Lance and Jack stood around the kitchen table. The guy gave his final reluctant nod. As I watched, Jack plunged the needle through the guy’s ear. The scream that followed could’ve raised the dead. As the guy touched the thread dangling through his ear, Jack grinned. Then his face fell. “Shit,” he muttered when he realized he had pierced the ear to his left and not the guy’s left. “I pierced the wrong ear.” Without missing a beat, he added, “Might as well do ’em both, just to be sure.” And he did.

EPILOGUE

I never saw that guy again. Jack said his leave was up, and he shipped out of San Diego soon after. The Vietnam War still had four years to go. I didn’t even know his name, but his mantra stuck with me: “Left is right, right is wrong. ” It was not until years later that I realized that the location of a piercing was a code used to identify a straight man or a gay man.
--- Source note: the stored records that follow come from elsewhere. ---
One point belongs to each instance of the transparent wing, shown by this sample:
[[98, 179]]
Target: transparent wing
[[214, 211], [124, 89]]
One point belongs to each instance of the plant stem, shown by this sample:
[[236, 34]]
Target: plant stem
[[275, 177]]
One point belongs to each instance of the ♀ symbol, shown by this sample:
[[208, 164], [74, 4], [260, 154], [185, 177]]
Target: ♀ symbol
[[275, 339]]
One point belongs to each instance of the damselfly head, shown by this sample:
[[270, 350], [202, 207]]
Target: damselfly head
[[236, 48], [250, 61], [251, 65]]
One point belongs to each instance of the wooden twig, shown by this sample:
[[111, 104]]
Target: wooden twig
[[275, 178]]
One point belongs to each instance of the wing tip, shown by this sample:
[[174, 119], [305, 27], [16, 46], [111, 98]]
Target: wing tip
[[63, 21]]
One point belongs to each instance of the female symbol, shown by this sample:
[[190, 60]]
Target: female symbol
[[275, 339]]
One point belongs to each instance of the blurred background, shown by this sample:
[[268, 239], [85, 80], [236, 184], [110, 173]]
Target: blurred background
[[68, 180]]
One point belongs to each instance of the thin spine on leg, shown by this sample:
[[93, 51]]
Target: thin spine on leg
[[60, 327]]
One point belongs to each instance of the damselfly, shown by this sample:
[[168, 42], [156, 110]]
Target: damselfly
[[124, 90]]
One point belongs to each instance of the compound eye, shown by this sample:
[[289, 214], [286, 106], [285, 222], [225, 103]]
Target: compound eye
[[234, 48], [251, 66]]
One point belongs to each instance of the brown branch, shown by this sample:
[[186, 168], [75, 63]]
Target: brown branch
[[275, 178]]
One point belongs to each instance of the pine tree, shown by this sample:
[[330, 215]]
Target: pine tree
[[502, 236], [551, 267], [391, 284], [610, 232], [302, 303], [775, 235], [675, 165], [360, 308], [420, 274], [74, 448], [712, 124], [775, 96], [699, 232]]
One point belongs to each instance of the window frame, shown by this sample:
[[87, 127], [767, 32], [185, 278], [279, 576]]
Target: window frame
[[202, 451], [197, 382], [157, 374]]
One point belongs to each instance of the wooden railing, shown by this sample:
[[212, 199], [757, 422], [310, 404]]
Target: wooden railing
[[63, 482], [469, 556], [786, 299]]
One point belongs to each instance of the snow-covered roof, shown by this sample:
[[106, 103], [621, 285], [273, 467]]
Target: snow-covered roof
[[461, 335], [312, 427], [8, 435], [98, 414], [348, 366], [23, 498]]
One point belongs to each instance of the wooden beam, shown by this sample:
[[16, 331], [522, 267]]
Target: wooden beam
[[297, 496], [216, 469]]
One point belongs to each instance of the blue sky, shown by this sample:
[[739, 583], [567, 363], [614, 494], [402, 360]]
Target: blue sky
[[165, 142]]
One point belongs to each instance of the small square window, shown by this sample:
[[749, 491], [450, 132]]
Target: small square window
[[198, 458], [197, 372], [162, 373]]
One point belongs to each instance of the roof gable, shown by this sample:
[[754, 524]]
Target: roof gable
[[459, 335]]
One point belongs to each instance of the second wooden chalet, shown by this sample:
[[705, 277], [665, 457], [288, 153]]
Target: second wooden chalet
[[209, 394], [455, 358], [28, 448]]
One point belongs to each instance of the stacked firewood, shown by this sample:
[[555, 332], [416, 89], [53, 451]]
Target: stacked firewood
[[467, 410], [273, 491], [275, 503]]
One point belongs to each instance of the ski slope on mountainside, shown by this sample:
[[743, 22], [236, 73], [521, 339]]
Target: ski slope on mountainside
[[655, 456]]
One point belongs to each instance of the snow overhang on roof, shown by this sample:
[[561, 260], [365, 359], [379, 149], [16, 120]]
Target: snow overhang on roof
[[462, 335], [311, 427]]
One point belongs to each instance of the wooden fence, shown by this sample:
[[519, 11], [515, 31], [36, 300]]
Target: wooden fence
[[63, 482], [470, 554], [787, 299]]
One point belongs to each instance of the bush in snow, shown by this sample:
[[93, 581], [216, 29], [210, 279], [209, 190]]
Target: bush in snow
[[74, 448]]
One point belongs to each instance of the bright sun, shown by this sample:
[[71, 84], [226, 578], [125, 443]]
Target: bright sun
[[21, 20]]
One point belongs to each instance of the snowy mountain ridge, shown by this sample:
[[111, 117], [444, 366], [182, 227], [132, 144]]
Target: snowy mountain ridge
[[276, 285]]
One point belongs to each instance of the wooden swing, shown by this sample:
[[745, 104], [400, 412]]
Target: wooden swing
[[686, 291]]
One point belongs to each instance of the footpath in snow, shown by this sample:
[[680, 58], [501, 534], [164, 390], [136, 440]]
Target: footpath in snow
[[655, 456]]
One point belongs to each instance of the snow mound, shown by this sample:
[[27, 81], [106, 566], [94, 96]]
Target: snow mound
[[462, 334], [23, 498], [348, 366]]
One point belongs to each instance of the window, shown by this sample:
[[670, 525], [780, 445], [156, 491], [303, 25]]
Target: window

Watching Jack pierce his ears, I realized how much of life is shaped by perspective. Jack stood across from the guy, making his left the guy’s right and vice versa. Both were correct from where they stood, yet both were wrong. At seventeen, that night taught me that decisions—and mistakes—often look different depending on your vantage point, as was the case with my mother, who fervently believed the elders who preached that Armageddon was “fast approaching” and predicted it to land on our doorstep in 1975. She believed my chances of survival would be far greater, almost assured, if I harnessed myself to an elder, as she did to my sept-father.

Sometimes, the bravest thing you can do is make a choice, knowing you’ll likely get it wrong but doing it anyway. That’s how you learn. That’s how you grow.